United Kingdom police confirmed Monday that an attack outside a London mosque where one man died and another 10 people were injured was being treated as a terror incident.
Just after midnight, a man plowed a van into a group of Muslim worshippers on who had left a prayer service at a mosque in the diverse Finsbury Park neighborhood in north London.
Speaking to the press, London Metropolitan Police Deputy Assistant Commissioner Neil Basu said: "No matter what the motivation proves to be, and we are keeping an open mind, this is being treated as a terrorist attack and the Counter Terrorism Command is investigating."
Basu said one man was pronounced dead at the scene, although it was too early to confirm whether he was killed as a result of the terror attack, as reports suggest he had been receiving first aid from members of the public at the time of the incident.
Another eight people were hospitalized and two others were treated at the scene, Basu said.
"All the victims were from the Muslim community," he added.
One eyewitness speaking to the BBC said the suspect shouted that he wanted to "kill all Muslims."
The Met confirmed that two people sustained minor injuries in the attack and were treated at the scene close to the Arsenal Football Club's Emirates Stadium.
British Prime Minister Theresa May said earlier on Monday that the police were treating the incident as a potential terror attack and that she would be chairing an emergency meeting.
The Met said a 48-year-old man, whose identity has not been revealed and who apparently was the driver of the vehicle, was arrested at the scene of the incident after being restrained by members of the public.
The man was taken to the hospital as a precautionary measure and is to be taken to the police station for interrogation after he is discharged, the police said.
The incident took place at 12:20 am local time on Monday (23:20 pm GMT Sunday) after midnight prayers.
The opposition Labour Party leader Jeremy Corbyn tweeted on Monday that he was shocked by the attack and expressed his sympathy for the affected community.
"I've been in touch with the mosques, police and Islington council regarding the incident. My thoughts are with those and the community affected by this awful event," added Corbyn, whose constituency includes parts of Finsbury Park.
London Mayor Sadiq Khan said in a statement that the incident was "clearly a deliberate attack on innocent Londoners."
"While this appears to be an attack on a particular community, like the terrible attacks in Manchester, Westminster and London Bridge it is also an assault on all our shared values of tolerance, freedom and respect," he added.
He urged Londoners to "remain calm and vigilant" after the incident, which if confirmed as a terrorist attack would be the fourth in three months in the United Kingdom.
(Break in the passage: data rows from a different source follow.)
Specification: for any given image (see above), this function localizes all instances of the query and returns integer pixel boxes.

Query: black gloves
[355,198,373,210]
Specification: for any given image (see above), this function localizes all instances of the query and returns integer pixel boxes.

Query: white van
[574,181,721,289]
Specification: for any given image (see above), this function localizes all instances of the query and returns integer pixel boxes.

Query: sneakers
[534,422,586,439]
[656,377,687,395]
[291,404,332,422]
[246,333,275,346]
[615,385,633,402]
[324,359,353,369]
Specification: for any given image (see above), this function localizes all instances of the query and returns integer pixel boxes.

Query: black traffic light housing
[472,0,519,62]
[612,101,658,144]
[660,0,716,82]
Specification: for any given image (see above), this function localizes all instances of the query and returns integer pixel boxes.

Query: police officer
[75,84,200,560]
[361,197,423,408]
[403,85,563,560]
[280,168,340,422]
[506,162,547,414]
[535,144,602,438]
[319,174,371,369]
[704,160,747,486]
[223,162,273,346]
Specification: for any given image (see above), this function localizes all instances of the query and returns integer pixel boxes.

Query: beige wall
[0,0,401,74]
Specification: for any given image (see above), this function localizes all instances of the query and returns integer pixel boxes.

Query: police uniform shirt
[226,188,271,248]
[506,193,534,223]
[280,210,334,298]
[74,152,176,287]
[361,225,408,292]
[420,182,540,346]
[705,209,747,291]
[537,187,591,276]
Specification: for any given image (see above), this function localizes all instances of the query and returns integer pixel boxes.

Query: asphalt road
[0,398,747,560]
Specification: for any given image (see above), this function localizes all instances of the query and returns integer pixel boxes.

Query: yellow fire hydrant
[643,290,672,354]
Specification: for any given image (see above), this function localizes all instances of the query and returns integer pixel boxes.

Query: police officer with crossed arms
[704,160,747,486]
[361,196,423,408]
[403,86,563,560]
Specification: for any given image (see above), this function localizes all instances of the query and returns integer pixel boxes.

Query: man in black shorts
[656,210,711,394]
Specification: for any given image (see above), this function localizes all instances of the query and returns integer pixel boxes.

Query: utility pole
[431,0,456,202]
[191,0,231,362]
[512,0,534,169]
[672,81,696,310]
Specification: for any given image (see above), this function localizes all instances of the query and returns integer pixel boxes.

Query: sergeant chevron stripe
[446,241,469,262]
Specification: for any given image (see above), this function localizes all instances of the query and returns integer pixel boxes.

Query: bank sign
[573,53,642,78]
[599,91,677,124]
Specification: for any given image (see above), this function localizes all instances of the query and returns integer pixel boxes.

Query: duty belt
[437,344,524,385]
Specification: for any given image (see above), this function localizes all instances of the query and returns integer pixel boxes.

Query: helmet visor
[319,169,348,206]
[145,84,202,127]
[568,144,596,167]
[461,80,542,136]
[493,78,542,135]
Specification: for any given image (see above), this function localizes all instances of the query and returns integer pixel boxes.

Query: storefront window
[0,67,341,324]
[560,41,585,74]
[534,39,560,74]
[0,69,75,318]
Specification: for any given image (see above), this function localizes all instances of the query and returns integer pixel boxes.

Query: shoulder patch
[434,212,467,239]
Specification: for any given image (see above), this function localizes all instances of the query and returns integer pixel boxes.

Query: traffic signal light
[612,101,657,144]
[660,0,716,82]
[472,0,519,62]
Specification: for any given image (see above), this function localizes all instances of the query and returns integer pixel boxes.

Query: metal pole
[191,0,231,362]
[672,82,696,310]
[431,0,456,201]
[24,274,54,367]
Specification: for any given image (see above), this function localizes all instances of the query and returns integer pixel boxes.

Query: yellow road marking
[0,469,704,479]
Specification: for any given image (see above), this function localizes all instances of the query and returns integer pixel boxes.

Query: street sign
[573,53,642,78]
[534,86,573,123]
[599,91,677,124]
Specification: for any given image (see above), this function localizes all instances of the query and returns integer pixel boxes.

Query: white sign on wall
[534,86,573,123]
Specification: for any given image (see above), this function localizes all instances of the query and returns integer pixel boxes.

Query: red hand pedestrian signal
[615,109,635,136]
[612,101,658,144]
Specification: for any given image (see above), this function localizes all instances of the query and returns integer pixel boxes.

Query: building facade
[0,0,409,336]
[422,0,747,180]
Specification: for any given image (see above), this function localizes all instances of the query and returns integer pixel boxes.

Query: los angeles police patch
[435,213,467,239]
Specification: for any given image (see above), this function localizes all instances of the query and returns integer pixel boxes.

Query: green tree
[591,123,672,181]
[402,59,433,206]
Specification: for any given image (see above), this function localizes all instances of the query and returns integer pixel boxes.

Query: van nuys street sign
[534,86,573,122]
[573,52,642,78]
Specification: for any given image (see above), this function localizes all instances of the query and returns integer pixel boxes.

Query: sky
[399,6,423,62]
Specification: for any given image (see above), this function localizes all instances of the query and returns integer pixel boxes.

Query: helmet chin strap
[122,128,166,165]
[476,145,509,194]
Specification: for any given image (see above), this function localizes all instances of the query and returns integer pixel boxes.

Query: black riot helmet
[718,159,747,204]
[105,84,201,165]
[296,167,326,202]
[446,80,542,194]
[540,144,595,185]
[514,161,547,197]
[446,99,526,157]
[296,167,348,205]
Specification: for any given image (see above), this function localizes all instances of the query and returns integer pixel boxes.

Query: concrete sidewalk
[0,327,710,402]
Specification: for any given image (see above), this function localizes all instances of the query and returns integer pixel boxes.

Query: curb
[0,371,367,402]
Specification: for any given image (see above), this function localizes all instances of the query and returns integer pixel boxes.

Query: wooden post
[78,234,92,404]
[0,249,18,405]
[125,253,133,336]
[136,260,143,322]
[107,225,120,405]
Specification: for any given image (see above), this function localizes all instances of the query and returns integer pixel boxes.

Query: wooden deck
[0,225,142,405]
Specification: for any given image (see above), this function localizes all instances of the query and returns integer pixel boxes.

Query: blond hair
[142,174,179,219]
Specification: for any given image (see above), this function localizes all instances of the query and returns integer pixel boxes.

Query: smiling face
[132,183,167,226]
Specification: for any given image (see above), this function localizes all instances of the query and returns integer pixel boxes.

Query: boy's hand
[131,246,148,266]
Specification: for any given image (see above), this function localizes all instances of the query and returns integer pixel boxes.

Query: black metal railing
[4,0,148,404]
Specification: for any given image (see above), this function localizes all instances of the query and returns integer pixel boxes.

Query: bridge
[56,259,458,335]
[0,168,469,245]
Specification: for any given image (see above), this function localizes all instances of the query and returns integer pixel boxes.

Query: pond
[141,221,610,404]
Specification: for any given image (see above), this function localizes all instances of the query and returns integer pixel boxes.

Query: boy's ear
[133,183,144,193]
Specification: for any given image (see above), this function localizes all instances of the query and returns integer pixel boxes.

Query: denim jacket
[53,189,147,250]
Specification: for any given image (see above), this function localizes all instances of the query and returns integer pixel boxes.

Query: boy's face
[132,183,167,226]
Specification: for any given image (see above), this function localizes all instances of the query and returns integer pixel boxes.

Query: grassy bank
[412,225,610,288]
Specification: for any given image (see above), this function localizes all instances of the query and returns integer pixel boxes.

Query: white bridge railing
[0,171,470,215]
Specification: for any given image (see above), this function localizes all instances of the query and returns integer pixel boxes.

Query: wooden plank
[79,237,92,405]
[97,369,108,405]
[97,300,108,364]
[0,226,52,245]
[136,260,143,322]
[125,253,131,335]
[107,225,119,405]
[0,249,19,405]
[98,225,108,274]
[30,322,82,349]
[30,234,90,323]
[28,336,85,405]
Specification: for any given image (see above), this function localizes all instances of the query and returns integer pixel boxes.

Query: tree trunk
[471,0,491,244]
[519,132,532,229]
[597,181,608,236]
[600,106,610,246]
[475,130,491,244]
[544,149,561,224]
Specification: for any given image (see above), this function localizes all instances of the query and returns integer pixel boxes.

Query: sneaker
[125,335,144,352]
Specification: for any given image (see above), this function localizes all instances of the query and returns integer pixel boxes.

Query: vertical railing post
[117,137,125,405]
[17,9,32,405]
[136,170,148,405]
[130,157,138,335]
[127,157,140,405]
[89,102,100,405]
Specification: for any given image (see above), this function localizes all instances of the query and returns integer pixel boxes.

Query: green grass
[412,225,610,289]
Muslim Council of Britain Secretary General Harun Khan said in a statement that the incident appeared to be "motivated by Islamophobia" and urged authorities to increase security outside mosques as the end of the holy month of Ramadan approaches.
"Muslim communities have been calling for increased action to tackle the growth in hate crime for many years and transformative action must now be taken to tackle not only this incident but the hugely worrying growth in Islamophobia," he said.
"Many will feel terrorized, no doubt be angry and saddened by what has taken place tonight. We urge calm as the investigation establishes the full facts, and in these last days of Ramadan, pray for those affected and for justice."